На прощание она жмет мне руку так, что слипаются пальцы.
— Ну, гуляй!
Это очень смешно звучит: «Ну, гуляй». Какой-то пожилой энкаведешник с тремя шпалами, сидящий в кабинете начальника тюрьмы, предлагает мне папиросу: «Курите?» Я почему-то беру. Он щелкнул зажигалкой, долго держал ее передо мной, прежде чем я сумела прикурить. Первым же глотком дыма я поперхнулась, закашлялась. Папироска упала на пол. Он поднял ее, положил в пепельницу.
— Не стоит начинать, товарищ Трешникова... Следствие по вашему делу прекращено. Вы свободны.
Он что-то еще говорит, но я не слушаю, не могу слушать. Во мне на все лады звенит и поет: «Товарищ Трешникова, товарищ Трешникова...» Я как бы держу в руках это драгоценное слово «товарищ», любуюсь им, и мне нет дела до того, какие тяжелые выдвигались против меня обвинения и какие были улики, как они были постепенно опровергнуты. «Товарищ Трешникова!» — вот это важно и еще то, что сегодня я увижу ребят, и солнце, и дохну свежего воздуха, и могу идти, куда захочу.
Все еще продолжая говорить, он лезет в стол, достает мой паспорт, старый обтёрханный паспорт, на котором еще синеет штамп немецкой комендатуры. Тебе еще предстоит, Семен, пережить такую минуту, и тогда ты поймешь, почему твоя Верка сразу поглупела. Ведь черт знает что подумал этот пожилой энкаведешник с тремя шпалами, когда товарищ Трешникова, взяв в руки паспорт, вдруг разревелась у него на глазах как белуга. Я реву и не замечаю даже стакана с водой, который он мне подает. Потом все- таки заметила, выпила.
— У вас, товарищ Трешникова, красивый головной убор. Жаль, что такие не носят в наших госпиталях. Это, наверное, потому, что в них что-то монашеское. Впрочем, «сестра милосердия», «сестра» — это ведь тоже, наверное, от монастырей.
О чем это он вам говорит, товарищ Трешникова? Ах, да, о косынке с красным крестиком.
— Но у меня нет ничего другого,— почему-то оправдываюсь я.

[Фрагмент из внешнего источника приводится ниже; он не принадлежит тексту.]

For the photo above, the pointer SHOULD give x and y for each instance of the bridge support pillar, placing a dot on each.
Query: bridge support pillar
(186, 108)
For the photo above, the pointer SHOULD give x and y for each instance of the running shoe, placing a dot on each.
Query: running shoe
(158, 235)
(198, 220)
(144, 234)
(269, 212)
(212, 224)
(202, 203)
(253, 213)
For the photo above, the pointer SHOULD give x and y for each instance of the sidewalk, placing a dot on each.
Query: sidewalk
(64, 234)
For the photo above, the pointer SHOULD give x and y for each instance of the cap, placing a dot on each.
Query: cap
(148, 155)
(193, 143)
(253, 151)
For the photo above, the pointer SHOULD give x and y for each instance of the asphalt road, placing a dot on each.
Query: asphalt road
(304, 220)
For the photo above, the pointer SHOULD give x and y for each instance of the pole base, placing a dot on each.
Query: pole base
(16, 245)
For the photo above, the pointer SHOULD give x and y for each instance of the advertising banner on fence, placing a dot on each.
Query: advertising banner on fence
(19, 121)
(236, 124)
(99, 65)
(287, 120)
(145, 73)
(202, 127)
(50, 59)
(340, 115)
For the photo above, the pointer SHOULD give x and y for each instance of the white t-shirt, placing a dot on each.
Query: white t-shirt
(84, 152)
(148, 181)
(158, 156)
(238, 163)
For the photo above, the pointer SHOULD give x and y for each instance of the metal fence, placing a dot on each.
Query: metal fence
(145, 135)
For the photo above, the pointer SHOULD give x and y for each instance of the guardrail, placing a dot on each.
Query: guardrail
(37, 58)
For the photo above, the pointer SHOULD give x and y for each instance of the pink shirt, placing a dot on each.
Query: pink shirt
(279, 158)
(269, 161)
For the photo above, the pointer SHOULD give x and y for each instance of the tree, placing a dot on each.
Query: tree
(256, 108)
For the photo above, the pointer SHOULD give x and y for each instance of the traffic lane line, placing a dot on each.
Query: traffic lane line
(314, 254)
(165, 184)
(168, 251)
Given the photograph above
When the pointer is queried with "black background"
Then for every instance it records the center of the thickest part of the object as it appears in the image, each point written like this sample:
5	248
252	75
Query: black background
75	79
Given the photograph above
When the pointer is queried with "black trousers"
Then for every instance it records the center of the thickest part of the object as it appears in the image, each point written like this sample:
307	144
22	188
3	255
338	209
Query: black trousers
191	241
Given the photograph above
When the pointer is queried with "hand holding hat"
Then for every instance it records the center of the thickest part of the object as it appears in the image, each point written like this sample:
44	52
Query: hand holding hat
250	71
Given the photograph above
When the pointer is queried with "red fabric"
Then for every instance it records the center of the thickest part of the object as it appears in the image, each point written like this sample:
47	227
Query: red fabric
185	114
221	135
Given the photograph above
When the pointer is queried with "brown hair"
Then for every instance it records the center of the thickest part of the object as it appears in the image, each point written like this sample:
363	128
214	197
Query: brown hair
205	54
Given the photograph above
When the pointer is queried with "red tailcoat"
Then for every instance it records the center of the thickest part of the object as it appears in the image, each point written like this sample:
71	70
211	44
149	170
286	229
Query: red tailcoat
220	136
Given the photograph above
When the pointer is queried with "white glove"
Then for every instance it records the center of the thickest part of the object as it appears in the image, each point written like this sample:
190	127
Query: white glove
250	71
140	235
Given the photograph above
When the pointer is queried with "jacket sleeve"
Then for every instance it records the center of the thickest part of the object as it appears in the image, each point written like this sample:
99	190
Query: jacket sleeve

— Это действительно красиво. Но на дворе зима... Может быть, достать вам шапку? А? — И вдруг спрашивает: — Вы были в одной камере с Ланской?
Я смотрю на него во все глаза. Что это, снова допрос? Ведь я уже товарищ Трешникова. В чем дело?
— Вас оклеветал один и тот же человек.
— Винокуров? — вскрикнула я.
— Один и тот же,— повторяет он. — Это хитрый, злой негодяй. Злой, но неопытный, неумный. Следователь провел небольшой эксперимент, и все стало ясным. Основное обвинение, выдвинутое против Ланской, тоже отпало...
Некоторое время он молчит, катая пальцем по столу карандаш. Мне кажется, он сам подавлен случившимся. Потом подбирается, выпрямляется.
— Итак, возвращайтесь в свою семью, приступайте к работе,— бодрым голосом говорит он. — Желаю всего доброго.
И вот я на улице. Мамочки! Как хорошо! Вовсе не холодно. Даже сыровато. Должно быть, недавно шел снег, такой же мягкий и пушистый, как в ночь, когда мы устраивали елку. Он обложил все-все. Будто раны ватой, затянул воронки, пожарище и развалины. Подушками лежит на проводах, на ветвях деревьев. Все так бело, что с отвычки режет глаза. А воздух! Какой воздух! И главное, нет стен, нет дверей — иди куда хочешь.
А куда я хочу? Да, конечно нее, поскорее на тихую улочку, в домик Петра Павловича, к детям. Воздух такой вкусный, что от него кружит голову, как от того французского коньяка, которым угощала покойная Ланская. Покойная?.. Как не подходит ей это прилагательное! Не вышло из вас, Кира Владимировна, ни Жанны д'Арк, ни Марии Стюарт, ни даже товарища Ланской. И доиграли вы свою жизнь, как Бесприданница, та самая, за которую когда-то вы так хорошо пели под гитару «Бедное сердце, куда ты стремишься...». В сущности, все логично: вы пожали, что посеяли. Основное обвинение отпало, а остальные?.. И все- таки ничего с собой не могу поделать: жалко, очень жалко мне эту непутевую, буйную голову, этот большой и яркий талант.